Australian Tropical Rainforest Plants - Online edition
Pseuduvaria villosa Jessup
Jessup, L.W. (1984) Austrobaileya 2(3): 312. Type: Qld, Crawfords Lookout to Tchupalla Falls track, Palmerston National Park, 17 37 S, 145 47 E, 15 Feb. 1982, Jessup 472 & Tracey; holo: BRI.
Usually flowers and fruits as a shrub 2-3 m tall but can grow to 4 m tall.
Leaf bearing twigs densely clothed in pale brown or golden erect hairs. Twig bark strong and fibrous when stripped. Oak grain visible in transverse sections of the twigs. Leaf blades about 8-20 x 2-8 cm, hairy on both the upper and lower surfaces. Petioles short, about 0.2-0.5 cm long, densely clothed in pale brown or golden, erect hairs. Midrib clothed in hairs on the upper surface of the leaf blade. Lateral veins forming loops inside the blade margin.
Flowers on long pedicels about 2-5 cm long. Calyx hairy, lobes ovate or triangular, about 2.5-4 mm long, pubescent outside, glabrous inside. Outer petals broadly ovate, about 10-15 x 8-10 mm, pubescent outside, glabrous inside; inner petals pubescent outside, glabrous inside, forming a dome about 11-15 x 13-16 mm by fusion of the apices and lateral margins. Anthers sessile, about 1.1-1.3 x 0.8-1.0 mm. Staminodes present around the ovaries in the female flower. Ovaries about 40-50. Ovules 1 or 2 per ovary. Stigmas sessile on the ovaries.
Fruits consisting of about 20-40 carpels. Fruiting carpels about 15-20 mm long, sessile, borne in +/- globular heads on stalks about 3-5 cm long, surface clothed in short soft white hairs. Seeds one or two per carpel. Seeds irregular in shape, about 11-13 mm long. Testa brown, scrobiculate. Endosperm ruminate, testa intruding almost to the middle of the seed. Embryo minute, about 1 mm long.
First pair of leaves clothed in pale brown hairs at least when young. At the tenth leaf stage: oil dots quite numerous, visible with a lens. Petiole quite short, clothed in erect hairs. Terminal bud and young shoots clothed in pale brown to golden +/- erect hairs. Seed germination time 36 to 97 days.

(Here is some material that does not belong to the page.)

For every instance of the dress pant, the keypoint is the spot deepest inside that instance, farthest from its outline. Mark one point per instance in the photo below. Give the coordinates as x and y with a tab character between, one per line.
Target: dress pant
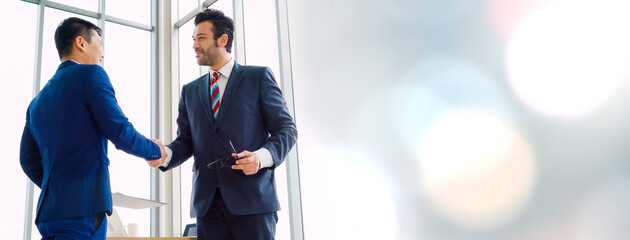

Endemic to NEQ, restricted to the area between the North Johnstone River and Liverpool Creek. Altitudinal range from near sea level to 300 m. Grows as an understory shrub in well developed lowland and foothill rain forests frequently on soils derived from basalt.
Food plant for the larval stages of the Green Spotted Triangle Butterfly. Sankowsky & Neilsen (2000).